During the past two to three decades there has been a sharp contrast in the economic development between Latin America and Asia. In the 1960s, most of the countries in Asia such as Taiwan, Japan, and South Korea, experienced rapid economic growth, high export expansion, and considerable stabilization in prices (Yang 2016). They took advantage of the favorable world economic environment that prevailed by then. On the other hand, most of the major countries in Latin America such as Argentina, Brazil, and Chile continued to face deteriorating economic growth, alternating cases of frequent inflation as well as steep fluctuations in export earnings and stabilization struggles that minimized domestic output.
After the first major oil shock, the gap between the economies between the two regions widened. While most of the countries in Asia quickly recovered and managed to restore domestic price stability by eliminating the huge external deficits, most countries in Latin America lagged behind and experienced difficulty in controlling inflation and sorting out external deficits. The second oil shock that adversely affected the global economy economic environment further widened the divergence.
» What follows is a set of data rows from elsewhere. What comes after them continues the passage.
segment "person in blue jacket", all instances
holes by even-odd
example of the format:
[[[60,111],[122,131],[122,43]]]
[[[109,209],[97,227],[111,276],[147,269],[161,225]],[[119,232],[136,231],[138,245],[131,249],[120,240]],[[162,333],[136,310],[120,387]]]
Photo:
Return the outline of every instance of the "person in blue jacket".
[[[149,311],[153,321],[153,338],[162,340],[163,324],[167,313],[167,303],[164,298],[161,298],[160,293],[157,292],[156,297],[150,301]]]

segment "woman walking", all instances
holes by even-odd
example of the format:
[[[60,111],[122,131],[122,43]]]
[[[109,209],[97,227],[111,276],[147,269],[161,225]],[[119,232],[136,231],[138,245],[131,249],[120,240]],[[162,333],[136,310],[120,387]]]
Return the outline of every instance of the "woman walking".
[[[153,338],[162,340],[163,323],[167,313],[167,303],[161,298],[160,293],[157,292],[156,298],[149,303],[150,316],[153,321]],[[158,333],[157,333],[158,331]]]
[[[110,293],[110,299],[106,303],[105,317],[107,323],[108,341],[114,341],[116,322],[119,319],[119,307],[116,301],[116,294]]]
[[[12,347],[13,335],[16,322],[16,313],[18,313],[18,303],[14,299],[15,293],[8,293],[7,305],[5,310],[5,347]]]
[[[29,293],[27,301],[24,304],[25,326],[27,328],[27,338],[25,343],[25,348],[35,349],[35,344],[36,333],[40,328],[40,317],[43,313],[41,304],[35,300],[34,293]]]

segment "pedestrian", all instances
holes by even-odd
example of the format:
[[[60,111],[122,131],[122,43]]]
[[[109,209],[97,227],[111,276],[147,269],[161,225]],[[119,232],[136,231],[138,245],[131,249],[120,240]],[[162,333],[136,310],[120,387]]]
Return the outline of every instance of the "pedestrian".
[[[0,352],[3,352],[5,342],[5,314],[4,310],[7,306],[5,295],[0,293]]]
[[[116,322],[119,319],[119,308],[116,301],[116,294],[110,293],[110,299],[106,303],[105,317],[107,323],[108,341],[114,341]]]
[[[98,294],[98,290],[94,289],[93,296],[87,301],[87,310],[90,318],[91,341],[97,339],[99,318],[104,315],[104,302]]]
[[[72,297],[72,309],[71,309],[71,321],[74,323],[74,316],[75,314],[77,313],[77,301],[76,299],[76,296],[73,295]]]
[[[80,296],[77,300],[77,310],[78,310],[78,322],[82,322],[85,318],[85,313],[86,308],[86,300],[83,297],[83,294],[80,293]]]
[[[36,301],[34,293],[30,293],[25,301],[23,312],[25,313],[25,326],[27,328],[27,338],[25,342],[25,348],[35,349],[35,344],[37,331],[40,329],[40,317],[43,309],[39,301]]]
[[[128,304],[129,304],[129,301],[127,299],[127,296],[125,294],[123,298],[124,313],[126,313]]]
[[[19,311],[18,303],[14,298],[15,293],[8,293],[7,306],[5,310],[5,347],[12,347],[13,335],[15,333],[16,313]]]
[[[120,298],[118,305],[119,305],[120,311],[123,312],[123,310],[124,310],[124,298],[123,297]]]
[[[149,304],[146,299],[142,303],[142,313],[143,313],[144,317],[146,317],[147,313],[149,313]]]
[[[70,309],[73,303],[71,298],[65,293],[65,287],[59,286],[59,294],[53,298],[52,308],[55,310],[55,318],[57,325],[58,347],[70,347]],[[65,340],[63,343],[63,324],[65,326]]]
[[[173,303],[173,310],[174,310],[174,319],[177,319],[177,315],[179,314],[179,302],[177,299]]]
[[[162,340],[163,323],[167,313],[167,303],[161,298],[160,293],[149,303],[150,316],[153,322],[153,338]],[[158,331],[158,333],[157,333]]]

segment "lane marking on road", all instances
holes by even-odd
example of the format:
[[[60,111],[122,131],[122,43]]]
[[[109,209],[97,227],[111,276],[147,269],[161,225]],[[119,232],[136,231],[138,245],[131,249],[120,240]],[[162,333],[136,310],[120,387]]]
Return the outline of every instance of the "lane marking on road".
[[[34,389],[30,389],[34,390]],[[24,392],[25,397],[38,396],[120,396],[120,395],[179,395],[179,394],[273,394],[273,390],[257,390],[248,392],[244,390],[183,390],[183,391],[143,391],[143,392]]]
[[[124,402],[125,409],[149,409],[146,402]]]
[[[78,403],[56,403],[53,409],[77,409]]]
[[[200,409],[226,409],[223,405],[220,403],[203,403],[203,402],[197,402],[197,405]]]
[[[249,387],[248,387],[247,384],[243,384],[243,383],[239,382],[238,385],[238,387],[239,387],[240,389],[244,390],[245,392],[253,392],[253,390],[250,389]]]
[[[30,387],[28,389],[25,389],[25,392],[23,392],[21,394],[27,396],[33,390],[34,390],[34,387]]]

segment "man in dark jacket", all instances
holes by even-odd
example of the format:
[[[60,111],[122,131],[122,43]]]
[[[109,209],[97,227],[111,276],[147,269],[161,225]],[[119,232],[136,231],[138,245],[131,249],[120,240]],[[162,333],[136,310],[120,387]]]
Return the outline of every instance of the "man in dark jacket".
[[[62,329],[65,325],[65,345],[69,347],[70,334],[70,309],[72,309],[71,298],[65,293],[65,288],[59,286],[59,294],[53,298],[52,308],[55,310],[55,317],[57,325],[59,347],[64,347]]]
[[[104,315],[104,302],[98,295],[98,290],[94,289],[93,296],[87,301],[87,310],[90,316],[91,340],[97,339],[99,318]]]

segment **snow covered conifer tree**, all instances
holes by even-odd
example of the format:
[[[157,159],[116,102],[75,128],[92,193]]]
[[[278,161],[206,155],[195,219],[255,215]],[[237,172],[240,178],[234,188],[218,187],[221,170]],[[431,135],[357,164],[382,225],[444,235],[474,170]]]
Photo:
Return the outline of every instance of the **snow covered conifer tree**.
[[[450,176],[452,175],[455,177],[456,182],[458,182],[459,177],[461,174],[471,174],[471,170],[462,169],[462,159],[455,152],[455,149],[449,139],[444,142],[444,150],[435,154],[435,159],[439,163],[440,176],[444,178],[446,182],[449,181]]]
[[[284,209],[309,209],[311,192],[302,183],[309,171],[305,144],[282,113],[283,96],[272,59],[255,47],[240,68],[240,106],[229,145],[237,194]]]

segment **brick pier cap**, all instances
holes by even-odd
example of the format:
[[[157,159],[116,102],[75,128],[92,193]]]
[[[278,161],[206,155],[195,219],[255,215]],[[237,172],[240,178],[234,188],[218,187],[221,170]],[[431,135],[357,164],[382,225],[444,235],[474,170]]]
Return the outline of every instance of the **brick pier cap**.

Two main ideologies have been used to explain the divergent routes of development in Latin America and Asia, world system theory and neoclassical theory. The two theories examine the new comparative economic theory that analyses the relationship existing between international relations, government policies and regulations, and the economy. On one side, the neoclassical economic theory develops the idea that economic openness was the strategy. Its structure is in agreement with the Laissez-fair trade policies, that involves a free labor market where the role of the government in the market is limited and non-interventionist (Ravenhill 2017). Therefore, the ideology postulates that Asian countries enabled a conducive environment for the culture of saving and investment. They also kept their economies to capital and technology from foreign investors.
On the other side, the world system theory perpetrates the concept of the hierarchy of core, peripheral and semi-peripheral nations (Ardalan, 2017). Here the development of less powerful nations is limited by their relative resources and obstacles. In reference to this theory, Latin American nations faced difficulties in maintaining their growth because they could not achieve full modernization as long as they maintained the capitalized world system that is dominated by the neighboring core countries such as the United States.
Ardalan, K. (2017). Globalization and World Order: Four Perspectives. In Understanding Globalization (pp. 23-42). Routledge.
Ravenhill, J. (2017). Global political economy. Oxford University Press.
Yang, S. C. (2016). Manufactured Exports of East Asian Industrializing Economies and Possible Regional Cooperation. Routledge.